Companies will use AI to improve IT performance and, using innovations that, for example, allow machines to understand and analyse human speech or text to allow businesses to quickly understand everything happening in their networks.
Another trend set to continue is the prioritisation of employee wellbeing in the workplace. Companies are increasingly investing in ways to boost the wellbeing of their staff on a daily and weekly basis, by offering mindfulness and meditation classes, for example, as well as yoga.
Some employ practitioners to come into the office and teach a lunchtime session in an unused room, for example, while others may offer vouchers for workers to attend classes in their own time.

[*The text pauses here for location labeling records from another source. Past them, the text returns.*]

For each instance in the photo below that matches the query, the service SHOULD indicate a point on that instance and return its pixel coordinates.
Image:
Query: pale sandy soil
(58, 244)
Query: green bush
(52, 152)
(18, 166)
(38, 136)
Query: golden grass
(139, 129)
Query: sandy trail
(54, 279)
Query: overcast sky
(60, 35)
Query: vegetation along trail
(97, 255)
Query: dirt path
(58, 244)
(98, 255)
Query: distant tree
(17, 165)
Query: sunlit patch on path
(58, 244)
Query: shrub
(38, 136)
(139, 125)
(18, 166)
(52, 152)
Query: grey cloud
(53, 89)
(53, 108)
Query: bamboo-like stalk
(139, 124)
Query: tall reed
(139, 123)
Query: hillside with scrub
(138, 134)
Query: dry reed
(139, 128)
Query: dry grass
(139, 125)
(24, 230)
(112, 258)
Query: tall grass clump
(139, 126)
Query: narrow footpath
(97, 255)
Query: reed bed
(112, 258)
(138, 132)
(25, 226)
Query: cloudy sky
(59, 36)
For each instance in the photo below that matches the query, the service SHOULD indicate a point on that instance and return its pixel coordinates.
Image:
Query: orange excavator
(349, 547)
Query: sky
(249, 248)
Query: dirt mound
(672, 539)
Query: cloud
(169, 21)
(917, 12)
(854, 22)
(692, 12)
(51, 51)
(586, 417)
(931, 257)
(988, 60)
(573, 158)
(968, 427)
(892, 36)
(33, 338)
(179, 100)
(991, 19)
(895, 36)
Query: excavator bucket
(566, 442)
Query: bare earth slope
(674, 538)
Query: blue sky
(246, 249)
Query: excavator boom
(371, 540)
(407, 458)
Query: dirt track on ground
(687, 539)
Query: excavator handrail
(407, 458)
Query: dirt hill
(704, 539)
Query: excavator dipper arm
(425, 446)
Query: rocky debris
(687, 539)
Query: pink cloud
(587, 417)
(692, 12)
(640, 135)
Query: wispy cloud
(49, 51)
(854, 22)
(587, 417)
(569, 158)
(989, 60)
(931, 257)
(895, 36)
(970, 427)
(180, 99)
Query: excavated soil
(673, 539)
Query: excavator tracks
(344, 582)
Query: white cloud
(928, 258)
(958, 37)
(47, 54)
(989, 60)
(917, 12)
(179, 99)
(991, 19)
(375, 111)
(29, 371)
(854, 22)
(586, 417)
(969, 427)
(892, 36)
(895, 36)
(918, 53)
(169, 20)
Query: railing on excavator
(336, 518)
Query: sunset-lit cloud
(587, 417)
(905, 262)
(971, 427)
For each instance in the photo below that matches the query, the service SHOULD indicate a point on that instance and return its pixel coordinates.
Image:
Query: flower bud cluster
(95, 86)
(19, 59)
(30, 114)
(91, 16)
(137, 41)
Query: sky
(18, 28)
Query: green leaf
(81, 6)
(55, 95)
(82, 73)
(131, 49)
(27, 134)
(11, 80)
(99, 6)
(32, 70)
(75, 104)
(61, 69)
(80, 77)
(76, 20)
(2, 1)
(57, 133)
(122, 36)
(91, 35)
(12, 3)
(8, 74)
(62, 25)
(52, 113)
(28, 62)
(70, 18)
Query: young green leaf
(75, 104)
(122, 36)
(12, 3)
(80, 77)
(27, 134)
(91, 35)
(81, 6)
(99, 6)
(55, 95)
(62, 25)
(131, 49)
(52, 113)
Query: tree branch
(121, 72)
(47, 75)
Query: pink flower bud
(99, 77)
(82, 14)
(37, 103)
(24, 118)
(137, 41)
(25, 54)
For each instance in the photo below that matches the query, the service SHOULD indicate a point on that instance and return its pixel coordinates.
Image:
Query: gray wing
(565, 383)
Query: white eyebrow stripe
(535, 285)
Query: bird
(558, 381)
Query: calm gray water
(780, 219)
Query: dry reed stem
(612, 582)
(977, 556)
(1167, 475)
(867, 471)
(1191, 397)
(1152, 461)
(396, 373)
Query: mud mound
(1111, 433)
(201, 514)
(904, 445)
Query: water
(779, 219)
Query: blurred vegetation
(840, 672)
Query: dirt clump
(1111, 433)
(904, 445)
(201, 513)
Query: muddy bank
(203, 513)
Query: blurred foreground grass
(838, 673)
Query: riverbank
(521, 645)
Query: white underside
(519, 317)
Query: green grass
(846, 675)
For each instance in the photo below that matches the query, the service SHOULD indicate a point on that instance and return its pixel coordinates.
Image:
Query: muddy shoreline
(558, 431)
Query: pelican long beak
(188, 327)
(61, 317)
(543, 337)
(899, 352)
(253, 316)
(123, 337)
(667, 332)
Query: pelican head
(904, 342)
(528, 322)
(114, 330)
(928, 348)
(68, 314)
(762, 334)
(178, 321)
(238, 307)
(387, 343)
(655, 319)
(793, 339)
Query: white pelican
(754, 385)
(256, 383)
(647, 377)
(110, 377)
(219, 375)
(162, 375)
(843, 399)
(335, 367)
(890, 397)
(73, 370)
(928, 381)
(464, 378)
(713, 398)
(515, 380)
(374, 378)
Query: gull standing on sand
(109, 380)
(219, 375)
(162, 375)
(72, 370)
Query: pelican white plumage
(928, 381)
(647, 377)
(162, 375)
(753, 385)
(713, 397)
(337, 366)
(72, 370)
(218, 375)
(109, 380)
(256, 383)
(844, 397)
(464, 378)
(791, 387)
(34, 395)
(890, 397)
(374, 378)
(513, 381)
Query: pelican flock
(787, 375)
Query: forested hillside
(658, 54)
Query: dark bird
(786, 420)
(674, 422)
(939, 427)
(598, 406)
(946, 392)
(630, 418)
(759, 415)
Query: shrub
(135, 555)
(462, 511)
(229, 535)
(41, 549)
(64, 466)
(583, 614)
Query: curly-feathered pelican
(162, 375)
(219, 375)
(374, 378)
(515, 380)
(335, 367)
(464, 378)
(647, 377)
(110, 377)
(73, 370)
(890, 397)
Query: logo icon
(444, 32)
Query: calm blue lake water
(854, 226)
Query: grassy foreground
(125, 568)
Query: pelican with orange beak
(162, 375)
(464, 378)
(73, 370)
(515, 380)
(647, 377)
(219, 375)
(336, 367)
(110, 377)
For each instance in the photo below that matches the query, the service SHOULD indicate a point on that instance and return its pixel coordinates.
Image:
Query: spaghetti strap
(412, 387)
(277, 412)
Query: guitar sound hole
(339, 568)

A number of companies are going one step further and offering nap pods – where employees can climb inside to have a half an hour kip, or just some quiet time away from the office. Many nap pods are installed with TVs inside, in case catching up on Netflix is what’s needed to reset and recharge to finishing the day’s work.
And last but not least, shared office spaces are becoming much more popular, as employers become more flexible, and start-ups continue to thrive, as well as established businesses looking to attract talent and collaborate with other businesses.
For flexible and shared office space, Shoreditch continues to be the model, with copious coworking spaces as well as the fuller packages offered by a serviced office space like Old Street’s Proper Office. However, this is a trend that is spreading far and wide, with everyone from global corporations to dynamic young startups opting for shared, flexible work space over the more traditional office.